The morning after a key vote in a subcommittee of the Tennessee General Assembly, there is something of a buzz, both within Legislative Plaza and in Shelby County, regarding the identity of the lone voter for a bill to enable flouting of last year’s decision of the U.S. Supreme Court legalizing same-sex marriage.
That voter was Jim Coley, a longtime Republican state representative from District 97, which takes in Bartlett and other parts of eastern Shelby County. Coley chairs the Civil Justice subcommittee which on Wednesday rejected HB 1412, the “Tennessee Natural Marriage Defense Act,” sponsored by state Rep. Mark Pody (R-Lebanon) and state Senator Mae Beavers (R-t. Juliet).
The buzz is based on the fact that Coley, a teacher at Bolton High School, is widely regarded as one of the Republican super-majority’s few bona fide moderates.
As reported earlier by Bianca Phillips
, the Pody-Beavers bill would have provided legal shelter by the state to county court clerks in Tennessee who declined to acknowledge and certify same-sex marriage. The subcommittee’s two Democrats — Bill Beck and Sherry Jones, both of Nashville, voted no on a voice vote, as did the two other Republicans — Mike Carter of Ooltewah, a suburb of Chattanooga, and Jon Lundberg of Bristol, in northeast Tennessee.
Carter and Lundberg expressed themselves as seeing the bill as endorsing nullification, a doctrine that from pre-Civil War times on, has been resoundingly rejected.
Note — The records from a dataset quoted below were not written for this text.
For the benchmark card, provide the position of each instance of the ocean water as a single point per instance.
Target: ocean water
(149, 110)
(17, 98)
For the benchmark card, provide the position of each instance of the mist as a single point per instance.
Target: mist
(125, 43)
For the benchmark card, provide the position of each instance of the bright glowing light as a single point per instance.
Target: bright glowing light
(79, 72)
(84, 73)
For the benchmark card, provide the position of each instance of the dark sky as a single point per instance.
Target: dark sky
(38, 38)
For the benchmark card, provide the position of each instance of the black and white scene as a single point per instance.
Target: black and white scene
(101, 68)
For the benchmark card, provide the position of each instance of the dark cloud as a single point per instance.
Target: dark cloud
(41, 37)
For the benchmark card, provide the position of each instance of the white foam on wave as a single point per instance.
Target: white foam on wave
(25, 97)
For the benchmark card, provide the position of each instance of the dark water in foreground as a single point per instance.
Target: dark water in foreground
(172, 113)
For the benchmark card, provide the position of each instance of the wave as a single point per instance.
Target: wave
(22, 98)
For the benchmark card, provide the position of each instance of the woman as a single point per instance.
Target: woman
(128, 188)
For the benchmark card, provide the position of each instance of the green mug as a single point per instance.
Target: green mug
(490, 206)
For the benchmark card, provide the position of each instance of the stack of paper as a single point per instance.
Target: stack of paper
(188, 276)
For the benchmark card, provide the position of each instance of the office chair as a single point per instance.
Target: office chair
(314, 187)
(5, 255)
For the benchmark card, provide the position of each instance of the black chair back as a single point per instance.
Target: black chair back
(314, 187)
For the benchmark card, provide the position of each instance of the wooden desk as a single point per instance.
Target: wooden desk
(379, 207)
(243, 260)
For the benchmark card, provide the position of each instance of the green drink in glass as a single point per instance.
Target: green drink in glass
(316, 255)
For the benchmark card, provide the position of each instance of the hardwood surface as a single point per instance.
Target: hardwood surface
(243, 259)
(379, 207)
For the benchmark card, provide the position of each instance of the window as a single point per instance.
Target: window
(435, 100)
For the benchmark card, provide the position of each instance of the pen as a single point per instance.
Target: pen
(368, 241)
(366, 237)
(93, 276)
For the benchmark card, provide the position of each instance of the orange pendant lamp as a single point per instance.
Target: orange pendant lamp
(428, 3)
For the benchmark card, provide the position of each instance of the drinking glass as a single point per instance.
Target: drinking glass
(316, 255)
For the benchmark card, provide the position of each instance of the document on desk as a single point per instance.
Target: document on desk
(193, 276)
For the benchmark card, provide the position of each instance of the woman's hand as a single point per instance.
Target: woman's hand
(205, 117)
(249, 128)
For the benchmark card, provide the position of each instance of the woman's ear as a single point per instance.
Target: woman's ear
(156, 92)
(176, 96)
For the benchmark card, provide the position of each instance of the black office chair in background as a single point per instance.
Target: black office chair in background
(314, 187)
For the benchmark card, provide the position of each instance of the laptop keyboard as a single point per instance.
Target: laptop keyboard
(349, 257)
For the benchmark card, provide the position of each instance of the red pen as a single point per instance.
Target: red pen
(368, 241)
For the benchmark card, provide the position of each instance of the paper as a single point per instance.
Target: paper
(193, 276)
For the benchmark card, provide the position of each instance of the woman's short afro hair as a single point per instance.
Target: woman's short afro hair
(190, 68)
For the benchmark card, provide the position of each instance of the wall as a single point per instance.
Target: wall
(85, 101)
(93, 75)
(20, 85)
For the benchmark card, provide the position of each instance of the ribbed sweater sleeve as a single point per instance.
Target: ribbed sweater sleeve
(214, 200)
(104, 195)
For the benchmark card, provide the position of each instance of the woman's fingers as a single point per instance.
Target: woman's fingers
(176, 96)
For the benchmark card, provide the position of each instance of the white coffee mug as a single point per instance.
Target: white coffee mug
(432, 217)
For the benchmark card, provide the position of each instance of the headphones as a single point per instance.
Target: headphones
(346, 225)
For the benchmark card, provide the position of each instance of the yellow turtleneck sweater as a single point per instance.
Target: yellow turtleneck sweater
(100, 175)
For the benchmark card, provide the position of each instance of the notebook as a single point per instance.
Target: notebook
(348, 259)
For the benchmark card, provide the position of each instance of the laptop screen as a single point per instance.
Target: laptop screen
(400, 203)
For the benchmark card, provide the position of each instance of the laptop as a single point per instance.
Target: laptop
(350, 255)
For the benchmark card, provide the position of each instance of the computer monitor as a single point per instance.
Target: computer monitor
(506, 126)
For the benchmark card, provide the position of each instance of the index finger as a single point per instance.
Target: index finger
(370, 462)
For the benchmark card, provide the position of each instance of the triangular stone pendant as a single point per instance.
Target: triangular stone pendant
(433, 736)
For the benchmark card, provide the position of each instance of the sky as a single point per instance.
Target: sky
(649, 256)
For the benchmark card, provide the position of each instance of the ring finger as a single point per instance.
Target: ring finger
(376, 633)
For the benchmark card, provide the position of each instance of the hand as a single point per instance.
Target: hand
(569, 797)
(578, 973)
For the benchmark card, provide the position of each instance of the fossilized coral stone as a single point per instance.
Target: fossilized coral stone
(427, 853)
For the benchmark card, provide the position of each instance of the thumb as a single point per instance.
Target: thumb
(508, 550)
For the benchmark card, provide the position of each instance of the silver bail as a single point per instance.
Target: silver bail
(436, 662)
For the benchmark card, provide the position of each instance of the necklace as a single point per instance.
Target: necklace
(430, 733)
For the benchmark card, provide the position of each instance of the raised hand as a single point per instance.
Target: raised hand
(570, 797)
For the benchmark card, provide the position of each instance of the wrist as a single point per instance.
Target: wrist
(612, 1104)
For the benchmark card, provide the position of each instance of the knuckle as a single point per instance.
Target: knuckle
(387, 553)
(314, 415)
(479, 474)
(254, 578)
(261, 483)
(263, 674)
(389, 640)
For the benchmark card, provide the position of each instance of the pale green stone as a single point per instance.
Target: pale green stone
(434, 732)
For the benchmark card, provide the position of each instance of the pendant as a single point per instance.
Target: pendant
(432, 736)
Carter equated nullification with “anarchy,” and even former legislator David Fowler, now president of the Tennessee Family Action Council, which vehemently opposes same-sex marriage, testified that the Pody-Beavers bill was unenforceable.
Coley, a teacher at Bolton High School who acknowledges that he is probably rightly considered “moderate to conservative,” says that his vote, while expressing his own point of view, was primarily meant to convey the attitude of his constituents.
“One of the largest and most active churches in Tennessee, Bellevue Baptist, is in my district,” he pointed out. He said there had been numerous communications from his district, “both pro and con,” but that he concurred with proponents of the bill that some statement needed to be made in defense of the traditional one man-one woman view of marriage.
“When you think about it, for a 5-4 decision by a court to strike down an institution that had existed for thousands of years in that form and, without doubt, is still supported by a vast majority of people in this culture is highly undemocratic,” Coley said. He noted that a constitutional amendment against gay marriage, authored by then Rep. Fowler, had received 81 percent approval from the state’s voters in 2006.
Coley says that he will likely stick to his guns in the event of new legislation against same-sex marriage. A new bill to accomplish that end is supposedly forthcoming from state Rep. Susan Lynn, and Pody and Beavers have another one coming that would prohibit state and local officials from enforcing any federal order that is inconsistent with the “the public policy of the state.”